The Adolescent Brain

The Middle School faculty consulted NIH researcher Dr. Jay Giedd in their division-wide project on how young adolescents learn (“Brain” FACA). This project has informed divisional work in both guidance and pedagogy ever since. Cathy Schmidt, project chair, says: “The ‘Brain FACA’ of 2003 has had a continuous impact on Middle School. There is not a week that goes by that someone doesn’t refer to the connection between our studies of the neuro-scientific discoveries about adolescents and our goal of moving each student toward higher levels of cognition. We learned the scientific reasons why certain approaches to teaching will work and others will not.”

Eighth Grade Interdisciplinary Program

A team of eighth grade teachers designed an initiative for their students to explore topics related to advocacy, the grade-level theme. “Advoc8” is a multi-faceted process through which students familiarize themselves with a community issue in search of a solution, then develop a proposal, either individually or in small groups, to address the problem. This authentic and research-based approach will include consultation with those directly impacted by the problem, and will lead to greater understanding of the power of the individual as an agent of change.

Mathematical Habits of Mind

Park’s Upper School mathematics department wrote an original curriculum for grades 9-11. (To our best knowledge, Park is one of only five schools in the nation undertaking this level of curricular work.) Tony Asdourian cites working on this project as “the most valuable educational experience of my life.”

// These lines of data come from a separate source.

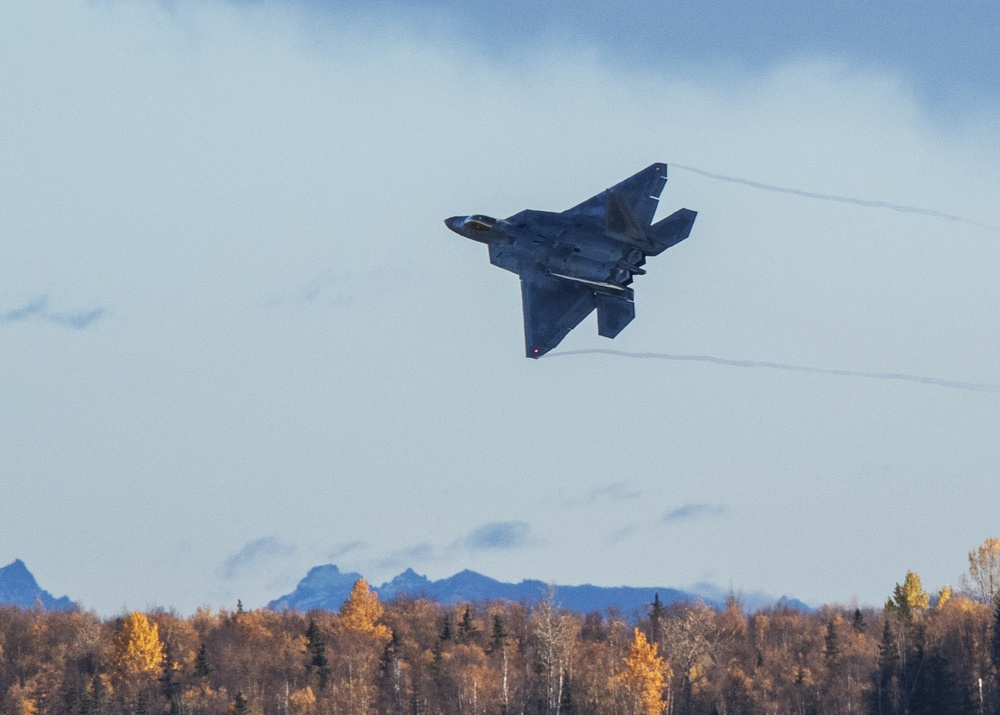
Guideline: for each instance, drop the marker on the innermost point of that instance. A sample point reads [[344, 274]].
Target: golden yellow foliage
[[984, 569], [137, 647], [645, 675], [361, 611], [910, 596]]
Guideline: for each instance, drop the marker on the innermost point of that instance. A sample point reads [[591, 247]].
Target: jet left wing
[[641, 193], [552, 307]]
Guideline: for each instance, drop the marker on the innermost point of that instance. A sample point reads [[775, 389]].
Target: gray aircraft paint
[[580, 259]]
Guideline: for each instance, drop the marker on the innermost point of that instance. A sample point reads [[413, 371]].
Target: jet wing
[[641, 193], [552, 307]]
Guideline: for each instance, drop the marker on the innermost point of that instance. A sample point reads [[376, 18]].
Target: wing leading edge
[[641, 193], [554, 306]]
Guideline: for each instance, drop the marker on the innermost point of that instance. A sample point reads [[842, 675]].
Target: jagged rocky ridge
[[19, 588], [327, 587]]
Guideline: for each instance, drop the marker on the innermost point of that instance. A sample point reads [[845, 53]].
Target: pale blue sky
[[237, 340]]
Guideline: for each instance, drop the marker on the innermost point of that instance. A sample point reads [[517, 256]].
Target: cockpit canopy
[[479, 222]]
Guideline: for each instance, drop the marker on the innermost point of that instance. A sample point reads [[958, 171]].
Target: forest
[[919, 653]]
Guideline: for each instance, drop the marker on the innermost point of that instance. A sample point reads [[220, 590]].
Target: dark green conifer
[[831, 644], [202, 669], [316, 647], [656, 615], [859, 621], [466, 628], [446, 634], [240, 703]]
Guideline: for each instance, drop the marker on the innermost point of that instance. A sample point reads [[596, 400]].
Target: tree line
[[920, 653]]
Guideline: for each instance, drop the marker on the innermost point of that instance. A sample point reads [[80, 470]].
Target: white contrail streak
[[923, 380], [841, 199]]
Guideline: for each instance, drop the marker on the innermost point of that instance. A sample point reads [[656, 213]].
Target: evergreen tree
[[446, 634], [831, 645], [240, 703], [859, 621], [995, 653], [202, 669], [566, 698], [316, 647], [169, 685], [498, 636], [656, 615], [466, 628]]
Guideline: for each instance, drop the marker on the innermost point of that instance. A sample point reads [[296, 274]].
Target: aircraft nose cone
[[455, 223]]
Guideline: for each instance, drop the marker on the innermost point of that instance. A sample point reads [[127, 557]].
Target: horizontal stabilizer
[[613, 314], [671, 230], [552, 307], [621, 224]]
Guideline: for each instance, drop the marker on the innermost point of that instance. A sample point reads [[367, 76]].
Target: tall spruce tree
[[316, 647]]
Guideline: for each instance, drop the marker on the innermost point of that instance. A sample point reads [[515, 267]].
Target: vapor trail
[[842, 199], [953, 384]]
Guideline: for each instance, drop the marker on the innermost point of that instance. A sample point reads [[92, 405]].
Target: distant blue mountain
[[326, 587], [19, 588]]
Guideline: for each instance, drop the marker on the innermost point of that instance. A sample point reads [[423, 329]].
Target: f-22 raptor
[[582, 258]]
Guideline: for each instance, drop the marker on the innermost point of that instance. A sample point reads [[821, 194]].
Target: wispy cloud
[[614, 492], [616, 537], [343, 286], [254, 556], [921, 379], [868, 203], [38, 309], [345, 549], [499, 536], [690, 512], [408, 556]]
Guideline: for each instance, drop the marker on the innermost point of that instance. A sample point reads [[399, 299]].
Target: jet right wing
[[641, 193], [552, 307]]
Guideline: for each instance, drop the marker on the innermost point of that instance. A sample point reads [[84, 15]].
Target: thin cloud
[[840, 199], [38, 309], [344, 549], [407, 557], [253, 556], [690, 512], [499, 536], [77, 321], [616, 537], [920, 379], [614, 492]]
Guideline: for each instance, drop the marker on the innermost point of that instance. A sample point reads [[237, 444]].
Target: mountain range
[[327, 587], [19, 588]]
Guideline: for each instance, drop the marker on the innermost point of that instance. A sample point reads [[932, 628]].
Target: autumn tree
[[360, 641], [983, 580], [645, 676], [137, 648]]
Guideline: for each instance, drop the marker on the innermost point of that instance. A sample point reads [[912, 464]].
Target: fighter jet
[[582, 258]]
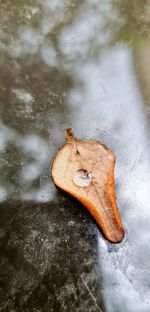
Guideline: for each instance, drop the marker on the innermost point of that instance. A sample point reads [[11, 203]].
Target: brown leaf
[[85, 169]]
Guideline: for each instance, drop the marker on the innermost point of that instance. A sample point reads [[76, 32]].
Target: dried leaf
[[85, 169]]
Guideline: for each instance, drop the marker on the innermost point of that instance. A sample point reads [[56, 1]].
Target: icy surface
[[72, 63]]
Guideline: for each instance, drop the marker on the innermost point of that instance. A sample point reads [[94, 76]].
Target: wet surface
[[78, 64]]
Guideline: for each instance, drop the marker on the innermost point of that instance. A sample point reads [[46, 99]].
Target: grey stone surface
[[72, 63], [48, 258]]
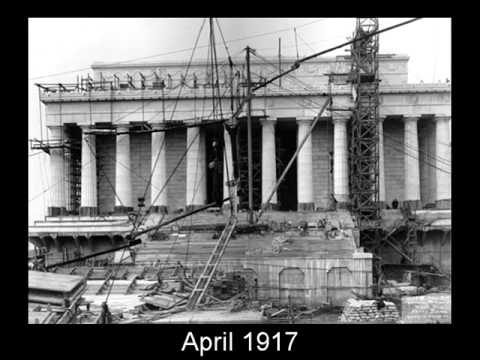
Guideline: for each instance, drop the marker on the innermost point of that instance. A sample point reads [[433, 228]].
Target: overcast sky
[[68, 45]]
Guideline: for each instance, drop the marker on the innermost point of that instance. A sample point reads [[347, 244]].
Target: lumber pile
[[53, 288]]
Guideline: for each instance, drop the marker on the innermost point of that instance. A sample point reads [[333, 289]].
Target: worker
[[395, 204], [105, 315]]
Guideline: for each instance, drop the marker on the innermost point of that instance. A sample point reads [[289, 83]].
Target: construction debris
[[369, 311]]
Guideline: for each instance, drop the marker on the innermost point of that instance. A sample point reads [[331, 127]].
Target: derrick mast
[[364, 149]]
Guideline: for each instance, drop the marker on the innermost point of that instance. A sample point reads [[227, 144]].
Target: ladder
[[205, 278]]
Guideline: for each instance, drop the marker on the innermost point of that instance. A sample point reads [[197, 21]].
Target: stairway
[[212, 263]]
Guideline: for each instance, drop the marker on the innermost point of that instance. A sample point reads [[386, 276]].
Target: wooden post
[[249, 139]]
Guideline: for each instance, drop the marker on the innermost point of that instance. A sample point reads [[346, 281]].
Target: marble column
[[305, 168], [88, 199], [227, 161], [269, 168], [381, 165], [123, 173], [412, 166], [196, 194], [159, 189], [340, 161], [57, 180], [443, 162], [67, 172]]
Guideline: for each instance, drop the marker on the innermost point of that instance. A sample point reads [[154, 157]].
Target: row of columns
[[196, 187]]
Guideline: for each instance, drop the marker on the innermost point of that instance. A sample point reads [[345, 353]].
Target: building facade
[[111, 162]]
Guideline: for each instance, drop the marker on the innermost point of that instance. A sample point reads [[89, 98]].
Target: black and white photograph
[[239, 171]]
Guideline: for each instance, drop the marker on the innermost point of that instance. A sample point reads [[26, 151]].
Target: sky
[[62, 48]]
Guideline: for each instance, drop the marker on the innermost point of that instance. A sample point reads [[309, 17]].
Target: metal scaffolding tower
[[364, 151]]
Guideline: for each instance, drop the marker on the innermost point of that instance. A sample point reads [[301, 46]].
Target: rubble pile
[[431, 308], [369, 311]]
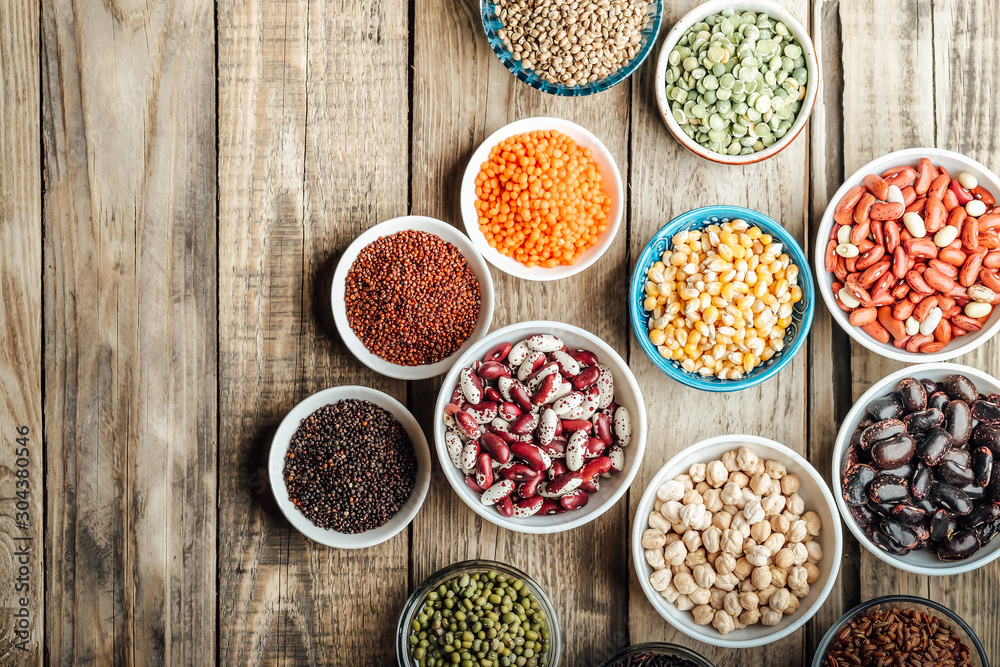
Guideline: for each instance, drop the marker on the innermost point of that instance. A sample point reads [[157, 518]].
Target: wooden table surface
[[178, 179]]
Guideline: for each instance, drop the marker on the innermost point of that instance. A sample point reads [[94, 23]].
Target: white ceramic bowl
[[423, 224], [611, 179], [283, 437], [627, 394], [954, 163], [697, 15], [924, 561], [817, 498]]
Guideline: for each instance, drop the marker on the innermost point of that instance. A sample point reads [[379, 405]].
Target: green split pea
[[735, 82], [484, 619]]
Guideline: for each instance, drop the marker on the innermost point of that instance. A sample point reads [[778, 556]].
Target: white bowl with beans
[[816, 498], [956, 164], [446, 233], [698, 15], [626, 394], [611, 180], [283, 438]]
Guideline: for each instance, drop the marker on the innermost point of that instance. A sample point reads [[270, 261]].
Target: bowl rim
[[410, 607], [282, 439], [581, 136], [670, 649], [538, 83], [840, 449], [900, 600], [446, 233], [805, 282], [812, 66], [646, 503], [589, 513], [824, 282]]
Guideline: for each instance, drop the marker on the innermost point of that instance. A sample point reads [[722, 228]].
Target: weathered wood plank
[[965, 85], [776, 409], [22, 630], [455, 107], [884, 41], [313, 150], [829, 346], [130, 284]]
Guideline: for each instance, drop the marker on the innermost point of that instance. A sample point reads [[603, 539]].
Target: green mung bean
[[736, 82], [497, 621]]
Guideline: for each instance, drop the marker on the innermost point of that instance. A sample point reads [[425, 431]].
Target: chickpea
[[692, 497], [760, 531], [760, 484], [704, 576], [795, 504], [696, 558], [743, 568], [732, 604], [790, 484], [769, 616], [746, 458], [655, 558], [713, 500], [653, 539], [813, 523], [657, 521], [749, 600], [701, 596], [672, 490], [775, 542], [711, 539], [660, 579], [761, 577], [753, 512], [675, 552], [739, 479], [775, 469], [716, 473], [727, 582], [725, 563], [729, 459], [731, 493], [703, 614], [780, 600], [671, 511], [750, 616], [723, 622], [780, 524], [784, 558], [670, 594]]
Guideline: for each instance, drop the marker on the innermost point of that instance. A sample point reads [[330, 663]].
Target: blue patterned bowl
[[492, 26], [795, 336]]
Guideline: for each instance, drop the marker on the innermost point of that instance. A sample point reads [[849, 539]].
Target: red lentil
[[350, 466], [411, 298]]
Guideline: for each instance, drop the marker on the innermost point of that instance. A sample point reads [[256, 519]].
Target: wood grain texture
[[884, 41], [22, 629], [455, 108], [965, 62], [679, 416], [130, 295], [313, 150]]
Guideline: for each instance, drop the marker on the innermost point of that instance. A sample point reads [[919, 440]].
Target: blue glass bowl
[[492, 25], [795, 335]]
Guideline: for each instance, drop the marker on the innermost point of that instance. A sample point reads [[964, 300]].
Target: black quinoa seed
[[350, 466]]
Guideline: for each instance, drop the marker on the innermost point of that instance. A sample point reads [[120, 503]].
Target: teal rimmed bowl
[[492, 26], [802, 314]]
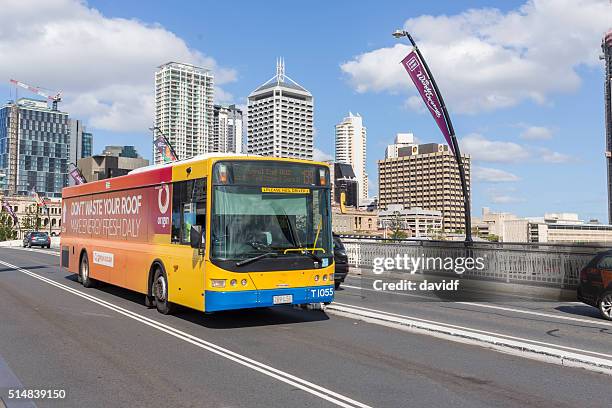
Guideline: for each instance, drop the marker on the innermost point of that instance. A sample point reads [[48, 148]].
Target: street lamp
[[455, 145]]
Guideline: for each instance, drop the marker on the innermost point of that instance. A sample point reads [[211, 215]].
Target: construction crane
[[39, 91]]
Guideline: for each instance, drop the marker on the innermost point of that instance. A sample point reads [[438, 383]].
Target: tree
[[7, 230], [31, 220]]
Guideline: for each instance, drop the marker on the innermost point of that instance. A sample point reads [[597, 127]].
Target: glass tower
[[34, 148]]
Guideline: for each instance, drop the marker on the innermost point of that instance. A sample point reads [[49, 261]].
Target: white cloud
[[104, 65], [536, 133], [484, 59], [555, 157], [487, 174], [483, 149], [320, 155], [506, 199]]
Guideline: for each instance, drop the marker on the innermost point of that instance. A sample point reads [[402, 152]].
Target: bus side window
[[188, 208]]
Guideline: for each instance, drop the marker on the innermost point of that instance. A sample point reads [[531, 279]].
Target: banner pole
[[455, 146]]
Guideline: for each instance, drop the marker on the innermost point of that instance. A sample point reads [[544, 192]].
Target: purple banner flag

Diversity in the Curriculum

Middle School Social Studies Chair Cathy Schmidt has done research to add a unit on Africa to eighth grade social studies, and in summer 2007, Upper School History teachers John Kessinger and Daniel Jacoby researched the Ottoman Empire and North Africa, Haiti, and Mexico to enhance required courses and electives in non-Western history.

Lower School Word Study

A group of Lower School teachers representing first through fourth grades immersed themselves in the teaching of word study, a category that includes teaching the skills necessary for reading and writing, i.e., spelling, phonics, vocabulary, and grammar. Building upon the work of previous FACA projects, the group delved into current research into best practices, identified priorities, outlined shared goals to ensure a consistent experience across grade levels, and planned for parent education opportunities, all in the service of a strong language arts experience for our students.

Award-Winning Writing

Laura Amy Schlitz, 2008 Newbery Medal winner for Good Masters! Sweet Ladies!, started work on this book through an individual FACA writing project. She dedicated another of her books, A Drowned Maiden’s Hair, to the “Faculty Writers” FACA group, whom she describes as “magicians and midwives” to her book.

Civic Engagement

Projects on “Habitat for Humanity” and “Service and Community” at Park School have supported the development of service activities and establishment of “Park Service,” a volunteer group of faculty and students which meets weekly to coordinate activities.

Broadening the Conversation about Race

Eighty faculty, administrators, and staff have participated in “Broadening the Conversation about Race.” Park faculty presented the model at the NAIS People of Color Conference in 2008 and have since offered it as a professional development activity for participants in Baltimore’s public/independent school Middle Grades Partnership program. The FACA Race project has led to an ongoing discussion group for Upper School students and to active diversity committees in all three divisions.

Harvard’s Project Zero

Pre-work for the 2007 division-wide project on “Differentiated Learning in the Middle School Classroom” included work by three members of the Middle School science faculty, who took an on-line Project Zero course (Harvard Graduate School of Education), and piloted new approaches in their classrooms. Other groups of faculty have attended the Project Zero Institute to support their work on curricular design.